ICE: Intrinsic Concept Extraction from a Single Image via Diffusion Models¶
Conference: CVPR 2025
arXiv: 2503.19902
Code: https://visual-ai.github.io/ice
Area: Image Generation
Keywords: concept learning, intrinsic concepts, diffusion model, Stable Diffusion, triplet loss, concept decomposition
TL;DR¶
A two-stage framework, ICE, is proposed to automatically localize object-level concepts from a single image and decompose them into intrinsic properties (category, color, texture) using a single T2I diffusion model, achieving label-free and model-free hierarchical visual concept extraction.
Background & Motivation¶
Background: T2I diffusion models (such as Stable Diffusion) have accumulated rich visual knowledge of the world and have been used for tasks like image classification, segmentation, and semantic correspondence. Generative concept learning aims to decompose and understand the fundamental elements that constitute complex scenes from images.

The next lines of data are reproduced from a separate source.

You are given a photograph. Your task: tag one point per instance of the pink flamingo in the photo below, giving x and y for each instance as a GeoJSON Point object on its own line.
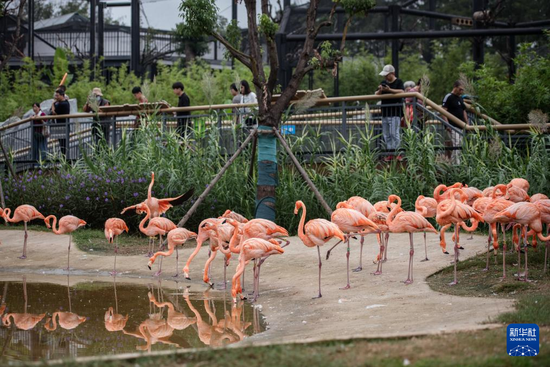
{"type": "Point", "coordinates": [544, 207]}
{"type": "Point", "coordinates": [364, 207]}
{"type": "Point", "coordinates": [526, 214]}
{"type": "Point", "coordinates": [176, 237]}
{"type": "Point", "coordinates": [156, 227]}
{"type": "Point", "coordinates": [23, 213]}
{"type": "Point", "coordinates": [519, 182]}
{"type": "Point", "coordinates": [253, 248]}
{"type": "Point", "coordinates": [316, 233]}
{"type": "Point", "coordinates": [236, 216]}
{"type": "Point", "coordinates": [426, 207]}
{"type": "Point", "coordinates": [67, 225]}
{"type": "Point", "coordinates": [204, 234]}
{"type": "Point", "coordinates": [350, 221]}
{"type": "Point", "coordinates": [409, 222]}
{"type": "Point", "coordinates": [157, 206]}
{"type": "Point", "coordinates": [113, 228]}
{"type": "Point", "coordinates": [496, 205]}
{"type": "Point", "coordinates": [451, 211]}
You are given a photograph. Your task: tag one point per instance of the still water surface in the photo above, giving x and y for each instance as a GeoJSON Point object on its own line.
{"type": "Point", "coordinates": [42, 321]}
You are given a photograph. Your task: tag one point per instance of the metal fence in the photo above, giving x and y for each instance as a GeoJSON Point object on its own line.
{"type": "Point", "coordinates": [332, 127]}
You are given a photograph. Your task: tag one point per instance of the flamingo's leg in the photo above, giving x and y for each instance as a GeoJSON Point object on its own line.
{"type": "Point", "coordinates": [425, 248]}
{"type": "Point", "coordinates": [409, 279]}
{"type": "Point", "coordinates": [320, 265]}
{"type": "Point", "coordinates": [24, 255]}
{"type": "Point", "coordinates": [347, 258]}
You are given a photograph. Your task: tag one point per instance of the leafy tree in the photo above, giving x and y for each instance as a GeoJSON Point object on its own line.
{"type": "Point", "coordinates": [201, 17]}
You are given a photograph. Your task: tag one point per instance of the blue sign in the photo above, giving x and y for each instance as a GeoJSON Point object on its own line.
{"type": "Point", "coordinates": [288, 129]}
{"type": "Point", "coordinates": [522, 340]}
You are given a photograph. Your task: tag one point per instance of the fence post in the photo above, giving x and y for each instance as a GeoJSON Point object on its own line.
{"type": "Point", "coordinates": [344, 120]}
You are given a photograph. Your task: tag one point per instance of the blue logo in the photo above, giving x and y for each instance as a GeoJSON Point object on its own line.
{"type": "Point", "coordinates": [522, 340]}
{"type": "Point", "coordinates": [288, 129]}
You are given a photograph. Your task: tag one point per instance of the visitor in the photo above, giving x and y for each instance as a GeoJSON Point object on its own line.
{"type": "Point", "coordinates": [183, 120]}
{"type": "Point", "coordinates": [101, 125]}
{"type": "Point", "coordinates": [40, 133]}
{"type": "Point", "coordinates": [392, 110]}
{"type": "Point", "coordinates": [247, 96]}
{"type": "Point", "coordinates": [61, 106]}
{"type": "Point", "coordinates": [140, 97]}
{"type": "Point", "coordinates": [236, 100]}
{"type": "Point", "coordinates": [454, 104]}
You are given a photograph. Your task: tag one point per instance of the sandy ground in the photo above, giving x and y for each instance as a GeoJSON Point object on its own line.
{"type": "Point", "coordinates": [375, 306]}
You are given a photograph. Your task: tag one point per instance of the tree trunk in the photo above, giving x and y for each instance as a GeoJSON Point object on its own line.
{"type": "Point", "coordinates": [267, 174]}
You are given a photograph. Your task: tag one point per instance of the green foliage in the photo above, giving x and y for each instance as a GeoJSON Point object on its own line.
{"type": "Point", "coordinates": [267, 26]}
{"type": "Point", "coordinates": [353, 7]}
{"type": "Point", "coordinates": [200, 17]}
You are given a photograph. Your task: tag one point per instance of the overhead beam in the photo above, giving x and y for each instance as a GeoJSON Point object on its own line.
{"type": "Point", "coordinates": [426, 34]}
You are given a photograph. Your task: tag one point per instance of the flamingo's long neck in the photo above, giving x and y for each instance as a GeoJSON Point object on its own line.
{"type": "Point", "coordinates": [234, 240]}
{"type": "Point", "coordinates": [393, 212]}
{"type": "Point", "coordinates": [149, 195]}
{"type": "Point", "coordinates": [437, 192]}
{"type": "Point", "coordinates": [55, 230]}
{"type": "Point", "coordinates": [7, 213]}
{"type": "Point", "coordinates": [301, 232]}
{"type": "Point", "coordinates": [142, 227]}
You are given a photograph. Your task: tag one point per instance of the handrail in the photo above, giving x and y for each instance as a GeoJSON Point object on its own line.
{"type": "Point", "coordinates": [428, 102]}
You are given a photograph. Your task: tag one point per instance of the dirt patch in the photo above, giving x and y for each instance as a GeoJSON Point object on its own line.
{"type": "Point", "coordinates": [375, 306]}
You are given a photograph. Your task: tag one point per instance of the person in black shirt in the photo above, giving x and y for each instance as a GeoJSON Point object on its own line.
{"type": "Point", "coordinates": [101, 126]}
{"type": "Point", "coordinates": [61, 107]}
{"type": "Point", "coordinates": [392, 109]}
{"type": "Point", "coordinates": [454, 104]}
{"type": "Point", "coordinates": [183, 121]}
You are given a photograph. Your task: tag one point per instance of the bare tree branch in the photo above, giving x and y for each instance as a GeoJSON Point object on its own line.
{"type": "Point", "coordinates": [17, 37]}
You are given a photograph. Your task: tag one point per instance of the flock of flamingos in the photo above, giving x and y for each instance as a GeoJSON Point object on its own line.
{"type": "Point", "coordinates": [508, 205]}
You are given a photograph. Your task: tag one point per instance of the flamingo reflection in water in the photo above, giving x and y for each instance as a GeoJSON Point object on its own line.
{"type": "Point", "coordinates": [113, 320]}
{"type": "Point", "coordinates": [22, 321]}
{"type": "Point", "coordinates": [67, 320]}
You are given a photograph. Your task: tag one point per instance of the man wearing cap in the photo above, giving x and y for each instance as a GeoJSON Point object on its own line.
{"type": "Point", "coordinates": [100, 126]}
{"type": "Point", "coordinates": [392, 109]}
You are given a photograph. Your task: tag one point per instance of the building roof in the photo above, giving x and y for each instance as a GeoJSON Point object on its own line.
{"type": "Point", "coordinates": [70, 18]}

Limitations of Prior Work: (1) Textual Inversion/DreamBooth requires multiple images of the same concept for learning, making extraction from a single image impossible; (2) Break-A-Scene relies on manual mask annotations; (3) Methods like ConceptExpress only extract object-level concepts, neglecting intrinsic properties like color/texture; (4) LangInt requires training a separate encoder for each concept axis, which lacks scalability.
Key Challenge: The definition of visual concepts is inherently ambiguous and hierarchical—a "red metal ball" contains multiple layers of intrinsic concepts such as object category (ball), color (red), and material (metal). Existing methods lack a systematic decomposition mechanism.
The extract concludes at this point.